Il n’est pas donné au premier venu de savoir rester distingué en mâchonnant des tartines beurrées. Deux jours après son 81e anniversaire, Michael Lonsdale prend le petit-déjeuner devant nous, un samedi matin ensoleillé, dans un café touristique où « Monsieur » a ses habitudes, derrière les Invalides. A une centaine de petits pas voutés de son appartement-capharnaüm, il faut l’imaginer, délicat, saisir la cuillère, étaler la confiture puis mordre en tirant sur le pain élastique, quelques miettes décorant cette vénérable barbiche.

Acteur « très anglais », fils d’un officier de marine britannique et d’une Française, il publiait en mars un livre d’entretiens – des mémoires déguisées, très bien dialoguées – dans lequel ce fervent chrétien, qui composa si souvent des prêtres (Le Procès pour Orson Welles, Le Nom de la rose avec Jean-Jacques Annaud ou Des hommes et des dieux de Xavier Beauvois, qui lui valut un César) prêche un jeu « bartlebyen » dans lequel il faut « être dedans sans y être ». L’interviewer, un paradis ? Amen.

 « Avant de jouer, je ne travaille pas les rôles, la façon dont je vais dire les phrases. Je n’en sais rien. Je suis de la famille des instinctifs. » Comment cela ?
Michael Lonsdale : Absolument ! Je n’ose pas trop le dire parce que les gens vont croire que je ne suis pas sérieux… Mais voilà, le sens me vient quand je lis, et je m’ennuie beaucoup pendant les répétitions parce que j’ai envie de jouer tout de suite. Le cinéma, c’est un art de l’instant. Je n’ai pas besoin de préparer, rien. Sauf quand le metteur en scène me demande une chose plutôt qu’une autre, alors je me plie à ses volontés.

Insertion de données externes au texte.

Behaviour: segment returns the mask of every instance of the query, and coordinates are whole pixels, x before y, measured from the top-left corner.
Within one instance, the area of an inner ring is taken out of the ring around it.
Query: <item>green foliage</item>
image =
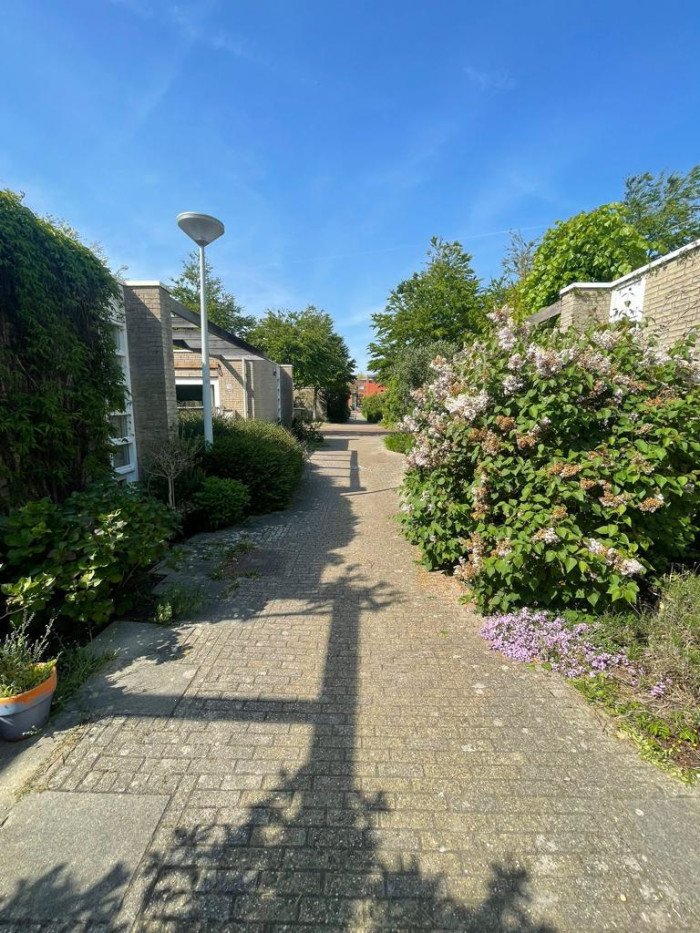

Votre professeur, Tania Balachova, inspirée par Stanislavski, vous demandait de « recomposer l’état intérieur du personnage » pour « trouver des motifs d’être heureux ou triste ».
Oui, elle disait toujours qu’il ne faut pas jouer les mots, mais ce qu’il y a derrière. Sur Des hommes et des dieux [2010], j’ai improvisé plusieurs scènes, notamment avec la petite Algérienne, au début, quand elle me demande ce que c’est, l’amour. C’est venu comme ça. Ce rôle de Frère Luc, c’est celui d’un chrétien parfait, donné aux autres, sacrifié complètement : quarante ans d’infirmerie tous les jours de sept heures du matin jusqu’à parfois dix heures du soir. Et en plus il était asthmatique… je n’avais pas l’impression que c’était moi qui parlait, comme si c’était quelqu’un d’autre. Cette drôle d’alchimie m’est déjà arrivée quand j’ai joué le grand Russe, Saint-Séraphin de Sarov [1759-1833], voyant, prophète, dans Pomogui [Catherine Fantou-Gournay, 2007-08]. Luc, c’est un personnage universel. Il soignait même les terroristes…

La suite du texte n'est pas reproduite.